Wir setzen uns für einen würdigen Gedenkort für die Opfer der Odenwaldschule ein. Insgesamt wurden an der Odenwaldschule in den 70er und 80er-Jahren 1000 Kinder systematisch missbraucht, Grundlage dafür war unter anderem die vermeintlich progressive Sexualmoral von Helmut Kentler und Wilhelm Reich, die sich auch in Teilen der damaligen Grünen großer Beliebtheit erfreute.
Beide sahen in der angeblichen, „sexuellen Befreiung“ von Kindern eine willkommene Abkehr von „überkommenen Strukturen“ wie der bürgerlichen Familie. Sex mit Kindern sollte entkriminalisiert und normalisiert werden. Mit den heute bekannten Folgen für das Kindeswohl in diesen Einrichtungen. In den linksgrünen Milieus der 60er und 70er fanden diese kruden Ideen leider genügend Widerhall.
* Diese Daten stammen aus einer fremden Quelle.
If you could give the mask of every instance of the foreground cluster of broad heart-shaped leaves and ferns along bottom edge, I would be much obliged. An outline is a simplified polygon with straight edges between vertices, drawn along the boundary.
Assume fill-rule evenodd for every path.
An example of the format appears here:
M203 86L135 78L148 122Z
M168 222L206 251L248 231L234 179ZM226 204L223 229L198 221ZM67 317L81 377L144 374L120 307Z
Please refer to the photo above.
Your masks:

Gerade deswegen ist es wichtig, den Opfern nicht nur ein „stilles Denkmal“ zu widmen, sondern diesem auch ein Informationszentrum anzugliedern, welches über die Hintergründe und Tatmotive, sowie den herrschen Zeitgeist aufklärt, der die schrecklichen Taten bedingte.

Dass Teile der Grünen das nicht wollen, liegt auf der Hand, ist ihre eigene Parteigeschichte in dieser Zeit doch geprägt von Verknüpfungen und Überschneidungen ideeller Art mit den pädosexuellen Vordenkern, die den Boden für das damalige Missbrauchsgeschehen ebneten.

Auch deshalb ist es wichtig, nicht nur zu erinnern, sondern auch zu erklären, damit sich ein solches Verbrechen in Hessen nicht wiederholt.